Today, we found out it was the NBA championship that had caused all that. Damn, the NBA. We drifted off to sleep when the game ended, an organic thing, one thing making the other possible.
Brooke Wonders:
I am cleaning my new house. I’m pouring endless time into minutia: repairing garage sale purchases, hanging terrible garage sale art (oh the endless garage sales), caulking (oh the endless caulk, and the ensuing double entendres). The basement floods so we dig up the side of the house and install makeshift drainage until we can afford something better. This is our first home and I’m terrified I’ll ruin it. We both should be writing, reading, enjoying the gorgeous June outdoors, enjoying the fact we have a house (stability! no more pouring money into rent!), but instead upkeep consumes all available time. We have a pact: on Thursday, NO MORE. Houseguests arrive. They will be our first. Once they leave, I plan to read a book cover to cover and let the dishes pile up in the sink. He plans to revise a short story. Will it feel unpleasant, once we’ve settled in, to be this ordinary? Beneath this question, the real problem: I’m ashamed of homeownership in a country where property law has historically been used to consolidate the power of the powerful, especially as I watch so many of my writer-academic friends struggle just to get by. We don’t talk about the house on social media; it seems gauche. But it’s more gauche, perhaps, to complain about our middle-class anxiety about our middleclassness.
Linda Michel-Cassidy
Where to begin? Last night, while trying to put on a pair of comfy Hammer pants (AKA harem, for those of you who are unfamiliar with the artist MC) I got tangled in the generous crotch, fell over and slipped a disc. I got emergency acupuncture and some elastic belt contraption to tide me over, because I have to take a multi-layover flight to Tennessee and I can’t sit down without screaming. In exactly one hour I am going to drink a bucket of sangria and then pack. I also just sent a text: “what is the feeling in Appalachia regarding tattooed ladies—do I need to wear sleeves?”
Jason Hardung:
I am 42 years old and don’t have a bank account. I say I don’t trust banks, but the truth is that I don’t trust myself.

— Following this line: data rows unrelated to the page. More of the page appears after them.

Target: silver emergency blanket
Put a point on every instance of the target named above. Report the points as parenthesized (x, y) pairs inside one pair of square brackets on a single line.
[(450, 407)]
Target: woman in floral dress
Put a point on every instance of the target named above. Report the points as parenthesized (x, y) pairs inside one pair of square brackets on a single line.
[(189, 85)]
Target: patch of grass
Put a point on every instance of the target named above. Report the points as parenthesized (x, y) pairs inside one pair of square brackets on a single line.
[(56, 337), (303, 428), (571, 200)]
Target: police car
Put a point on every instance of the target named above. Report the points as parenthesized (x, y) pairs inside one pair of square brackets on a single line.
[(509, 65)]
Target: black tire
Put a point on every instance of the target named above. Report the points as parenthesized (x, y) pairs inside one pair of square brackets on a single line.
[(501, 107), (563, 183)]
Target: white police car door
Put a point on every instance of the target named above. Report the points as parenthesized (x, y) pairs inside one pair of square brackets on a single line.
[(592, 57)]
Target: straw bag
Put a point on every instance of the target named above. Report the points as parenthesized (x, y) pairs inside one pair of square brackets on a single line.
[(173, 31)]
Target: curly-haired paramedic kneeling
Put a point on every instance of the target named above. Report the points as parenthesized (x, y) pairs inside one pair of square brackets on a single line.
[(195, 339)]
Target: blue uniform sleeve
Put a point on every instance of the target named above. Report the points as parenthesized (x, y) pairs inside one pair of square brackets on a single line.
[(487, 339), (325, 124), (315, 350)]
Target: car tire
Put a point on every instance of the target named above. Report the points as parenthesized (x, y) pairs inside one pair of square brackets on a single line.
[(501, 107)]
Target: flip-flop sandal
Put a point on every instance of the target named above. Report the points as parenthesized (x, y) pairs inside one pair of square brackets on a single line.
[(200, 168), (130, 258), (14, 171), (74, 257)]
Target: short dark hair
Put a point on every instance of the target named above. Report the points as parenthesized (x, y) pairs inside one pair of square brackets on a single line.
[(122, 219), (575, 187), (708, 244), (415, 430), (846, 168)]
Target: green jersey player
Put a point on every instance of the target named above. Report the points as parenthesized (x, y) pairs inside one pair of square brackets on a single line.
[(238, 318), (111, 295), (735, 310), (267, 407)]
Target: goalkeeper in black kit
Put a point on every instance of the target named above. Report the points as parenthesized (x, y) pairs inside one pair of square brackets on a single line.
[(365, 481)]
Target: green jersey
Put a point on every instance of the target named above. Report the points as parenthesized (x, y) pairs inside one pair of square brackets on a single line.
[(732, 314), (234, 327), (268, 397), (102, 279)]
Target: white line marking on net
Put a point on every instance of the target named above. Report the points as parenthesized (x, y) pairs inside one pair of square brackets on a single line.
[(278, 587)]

I always wear a hat. I have never liked my hair and now it’s getting thin. The reason I have a beard is because my chin doesn’t protrude on its own.
At any given moment I am convinced that there is a unilateral committee meeting at a secret location to charge me for every mistake I have made in my life. They are just waiting for the right time. This committee is made up of family, friends, co-workers, collection agencies, the vice president of Paraguay and others. My arrest could come down anytime I leave the house. Trouble is always around the corner.
I like a women until I know she likes me back, then I wonder what is wrong with her to like a guy like me.
If somebody tells me that they like my art I immediately think, “you must have terrible taste.”
The only time I feel like I can be totally myself is when Im around little kids, pets and city wild animals like squirrels and birds.
I have let everybody down and if the say otherwise they are just trying to be nice.